El alba doraba con los templados rayos del sol las ondas cristalinas del trasparente Lago con variado matiz de rosa y oro. Las auras matinales, henchidas de selváticas aromas, rizaban en perezosos rizos las indolentes ondas, que bordadas de espumas, parodiaban al cielo con sus nubes, y los —110 — agrestes montes elevados, proyectando su sombra sobre el terso cristal, daban un tono oscuro a la azul superficie del encantado Lago.
Contemplábale yo con verdadero éxtasis, y recordaba las divinas visiones de mi ensueño. ¿Dónde estaba la sacra Ondina, que bordando mora debajo de las aguas cristalinas, como dice el inmortal poeta? [5]¿Dónde estaba su corte y todos los encantos de su soñada historia?...
Allí estaba el callado y misterioso Lago de la historia. Los albos cisnes, los corceles fantásticos del sueño, flotaban al azar sobre sus ondas, pero sin las hermosas soñadas amazonas; y allí estaba Borrenes, el pueblo que se alzó sobre la choza de Borenia, la Ondina Caricea; más allá, Campañana, detrás de la arboleda, el sitio del combate por libertar del infame tributo a las doncellas vercianas.
Mas, todas las fantásticas figuras de la soñada historia se habían borrado del sereno cristal, como se borran las figuras vivientes sobre la superficie del planeta.
El Lago, allí, sereno y misterioso, ofrecía su tersa superficie como el cielo su espacio, que se copiaba en él como en su espejo.
¡Quién sabe lo que oculta ese cielo; quién sabe lo que esconde ese Lago!...
¡Si la vida es un sueño, también será un sueño la historia, como la historia de mi sueño!
Luego el Lago, considerado realmente como tal.—¡Qué deliciosa estancia de verano en sus orillas! Figurábamelo rodeado de elegantes chalets, con sus jardines de aromadas flores, y en medio de —111 — frondosas arboledas que le dieran un marco vegetal y fresca sombra. Brillantes graderías de labrado mármol lamerían sus ondas cadenciosas, y góndolas flotantes surcarían su tersa superficie.

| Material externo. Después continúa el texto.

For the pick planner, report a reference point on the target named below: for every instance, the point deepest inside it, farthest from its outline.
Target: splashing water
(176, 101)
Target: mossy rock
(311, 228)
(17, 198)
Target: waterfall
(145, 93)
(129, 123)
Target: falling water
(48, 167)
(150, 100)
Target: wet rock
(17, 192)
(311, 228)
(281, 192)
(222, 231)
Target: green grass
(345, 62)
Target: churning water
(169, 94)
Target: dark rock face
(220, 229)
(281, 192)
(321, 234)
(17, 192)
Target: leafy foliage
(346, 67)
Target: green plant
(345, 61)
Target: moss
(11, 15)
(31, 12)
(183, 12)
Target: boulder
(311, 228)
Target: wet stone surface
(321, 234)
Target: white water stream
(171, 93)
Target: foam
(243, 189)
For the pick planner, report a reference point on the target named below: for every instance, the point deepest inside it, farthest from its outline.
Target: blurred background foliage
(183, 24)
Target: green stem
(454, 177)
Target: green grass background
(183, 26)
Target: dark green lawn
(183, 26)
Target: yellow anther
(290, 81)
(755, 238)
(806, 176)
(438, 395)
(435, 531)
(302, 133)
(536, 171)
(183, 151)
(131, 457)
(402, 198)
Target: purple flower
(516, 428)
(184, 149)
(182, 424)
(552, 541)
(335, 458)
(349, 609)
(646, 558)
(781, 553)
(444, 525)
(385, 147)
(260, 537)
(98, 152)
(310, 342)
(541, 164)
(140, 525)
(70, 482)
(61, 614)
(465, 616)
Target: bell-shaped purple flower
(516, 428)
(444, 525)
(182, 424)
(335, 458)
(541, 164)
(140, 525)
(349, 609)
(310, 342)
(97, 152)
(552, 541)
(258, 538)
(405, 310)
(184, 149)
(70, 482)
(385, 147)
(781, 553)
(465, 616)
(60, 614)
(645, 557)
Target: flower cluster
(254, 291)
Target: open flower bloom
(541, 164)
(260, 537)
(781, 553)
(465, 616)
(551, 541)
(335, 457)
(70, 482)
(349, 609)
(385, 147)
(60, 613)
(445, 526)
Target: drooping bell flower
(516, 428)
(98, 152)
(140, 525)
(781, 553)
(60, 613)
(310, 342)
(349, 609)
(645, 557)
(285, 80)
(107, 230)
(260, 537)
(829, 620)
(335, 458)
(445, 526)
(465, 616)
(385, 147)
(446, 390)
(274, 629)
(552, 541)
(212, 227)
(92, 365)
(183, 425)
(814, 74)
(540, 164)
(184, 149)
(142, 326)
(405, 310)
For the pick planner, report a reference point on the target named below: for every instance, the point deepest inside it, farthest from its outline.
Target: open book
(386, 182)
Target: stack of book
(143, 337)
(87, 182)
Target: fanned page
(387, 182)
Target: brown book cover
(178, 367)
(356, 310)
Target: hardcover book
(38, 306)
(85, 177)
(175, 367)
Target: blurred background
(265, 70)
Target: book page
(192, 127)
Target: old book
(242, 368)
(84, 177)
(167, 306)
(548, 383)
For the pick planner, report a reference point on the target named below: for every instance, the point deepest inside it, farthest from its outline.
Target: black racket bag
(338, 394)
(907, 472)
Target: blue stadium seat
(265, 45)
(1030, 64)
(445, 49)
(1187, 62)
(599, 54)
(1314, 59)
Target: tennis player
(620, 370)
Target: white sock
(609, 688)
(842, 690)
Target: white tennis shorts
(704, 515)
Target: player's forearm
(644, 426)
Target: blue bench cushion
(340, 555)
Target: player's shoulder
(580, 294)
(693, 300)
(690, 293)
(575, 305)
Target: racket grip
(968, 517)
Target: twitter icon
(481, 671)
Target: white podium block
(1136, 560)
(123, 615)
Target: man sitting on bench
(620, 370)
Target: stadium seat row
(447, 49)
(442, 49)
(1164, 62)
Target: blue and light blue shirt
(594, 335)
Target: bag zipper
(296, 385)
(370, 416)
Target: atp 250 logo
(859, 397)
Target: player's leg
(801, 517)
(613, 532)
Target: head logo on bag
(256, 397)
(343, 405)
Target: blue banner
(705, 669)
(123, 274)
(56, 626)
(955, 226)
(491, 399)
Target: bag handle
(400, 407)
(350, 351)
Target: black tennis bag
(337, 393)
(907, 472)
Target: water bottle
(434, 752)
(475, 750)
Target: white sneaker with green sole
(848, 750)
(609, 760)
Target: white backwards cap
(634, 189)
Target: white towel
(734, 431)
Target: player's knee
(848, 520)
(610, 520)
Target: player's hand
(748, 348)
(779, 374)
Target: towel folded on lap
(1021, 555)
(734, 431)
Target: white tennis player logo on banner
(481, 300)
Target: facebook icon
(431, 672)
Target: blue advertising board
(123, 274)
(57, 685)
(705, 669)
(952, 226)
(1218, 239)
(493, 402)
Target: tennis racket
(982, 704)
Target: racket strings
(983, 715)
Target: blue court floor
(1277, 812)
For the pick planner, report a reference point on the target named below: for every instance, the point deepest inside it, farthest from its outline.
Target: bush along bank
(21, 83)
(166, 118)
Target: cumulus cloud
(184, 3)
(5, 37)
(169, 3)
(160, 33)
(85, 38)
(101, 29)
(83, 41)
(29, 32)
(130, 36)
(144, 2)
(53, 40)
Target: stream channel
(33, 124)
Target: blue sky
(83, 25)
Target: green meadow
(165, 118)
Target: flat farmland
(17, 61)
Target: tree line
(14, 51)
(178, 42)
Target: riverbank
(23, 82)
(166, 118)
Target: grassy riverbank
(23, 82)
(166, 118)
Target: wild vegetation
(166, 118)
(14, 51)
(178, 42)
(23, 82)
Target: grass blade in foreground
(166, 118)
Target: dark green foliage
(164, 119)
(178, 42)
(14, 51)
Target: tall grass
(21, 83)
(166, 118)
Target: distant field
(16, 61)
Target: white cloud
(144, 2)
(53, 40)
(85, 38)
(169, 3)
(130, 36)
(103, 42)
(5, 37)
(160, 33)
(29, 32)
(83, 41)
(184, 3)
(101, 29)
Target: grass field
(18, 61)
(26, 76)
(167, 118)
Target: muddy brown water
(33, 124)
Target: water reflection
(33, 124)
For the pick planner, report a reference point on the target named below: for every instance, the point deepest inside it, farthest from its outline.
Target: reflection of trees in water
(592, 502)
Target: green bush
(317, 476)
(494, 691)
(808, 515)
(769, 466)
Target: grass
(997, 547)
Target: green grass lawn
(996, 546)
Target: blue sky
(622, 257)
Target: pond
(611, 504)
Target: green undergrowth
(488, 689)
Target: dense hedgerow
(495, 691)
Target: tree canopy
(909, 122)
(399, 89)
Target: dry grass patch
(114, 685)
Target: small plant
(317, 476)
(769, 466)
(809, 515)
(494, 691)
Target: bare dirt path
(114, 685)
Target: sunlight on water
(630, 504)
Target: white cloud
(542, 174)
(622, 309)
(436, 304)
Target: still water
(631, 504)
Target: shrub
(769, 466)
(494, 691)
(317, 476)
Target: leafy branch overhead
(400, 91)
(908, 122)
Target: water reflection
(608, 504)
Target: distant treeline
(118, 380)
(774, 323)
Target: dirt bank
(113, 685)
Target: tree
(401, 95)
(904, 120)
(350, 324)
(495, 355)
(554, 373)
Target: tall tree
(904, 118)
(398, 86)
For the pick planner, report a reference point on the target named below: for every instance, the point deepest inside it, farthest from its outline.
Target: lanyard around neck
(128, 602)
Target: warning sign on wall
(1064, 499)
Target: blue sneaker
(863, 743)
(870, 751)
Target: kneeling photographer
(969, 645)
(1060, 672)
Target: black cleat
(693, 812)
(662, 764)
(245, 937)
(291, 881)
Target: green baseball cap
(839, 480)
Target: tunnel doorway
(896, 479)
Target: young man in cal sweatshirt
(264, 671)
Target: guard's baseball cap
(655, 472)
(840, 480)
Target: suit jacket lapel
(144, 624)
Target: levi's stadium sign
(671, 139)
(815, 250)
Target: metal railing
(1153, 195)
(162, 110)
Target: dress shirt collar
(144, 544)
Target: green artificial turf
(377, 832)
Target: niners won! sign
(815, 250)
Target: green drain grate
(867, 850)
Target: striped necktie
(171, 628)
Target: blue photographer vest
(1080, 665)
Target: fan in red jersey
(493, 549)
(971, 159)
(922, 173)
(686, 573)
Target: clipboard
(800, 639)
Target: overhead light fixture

Y en las noches serenas de verano parecíame contemplar los trajes vaporosos de las hermosas damas, como sombras fantásticas vagando en los jardines, y escuchar las dulces melodías de acompasadas arpas, y las notas del piano, y las voces sonoras de las bellas veraniegas del Lago.
¡Mas ahora, en sus ondas duermen las auras del olvido!
Dejamos, pues, al olvidado Lago, y volviendo a la posada, montamos en nuestras caballerías, y caminando por entre antiguos caseríos y espesos arbolados, tomamos un camino que en dilatado ascenso conduce a las famosas Médulas.
FUENTE
Cáceres Prat, Acacio. El Vierzo. Una descripción e historia. Tradiciones y leyendas. Madrid, Establecimiento de Cuesta, 1883. capítulo XVI. pp. 99-111.
Edición: Pilar Vega Rodríguez
[1] Borrenes, derivado de Borenia, según la tradición; por eso los romanos le llamaron Borenio, y con el trascurso del tiempo por corrupción, se dice Borrenes al citado pueblo. (Nota del autor).
[2] Caricea, luego en tiempo de los godos se le dijo Carioeda, luego Caruceda, y Carneado al Lago, concluyendo por decirle con el uso lago de Carucedo. (Nota del autor).
[3] Resulta anacronismo de tiempo, pues de la batalla del Guadalete al alzamiento de Covadonga, mediaron poco más de dos años, por lo cual esto solo puede admitirse como un sueño. (Nota del autor).
[4] Campañana, de campaña verciana, en recuerdo de dicho combate. (Nota del autor).
[5] Se refiere a Espronceda en el canto a Teresa, vv. 1628 a 1631: “Es el amor que al mismo amor adora / el que creo las sílfides y ondinas / la sacra ninfa que bordando mora / debajo de las aguas cristalinas”.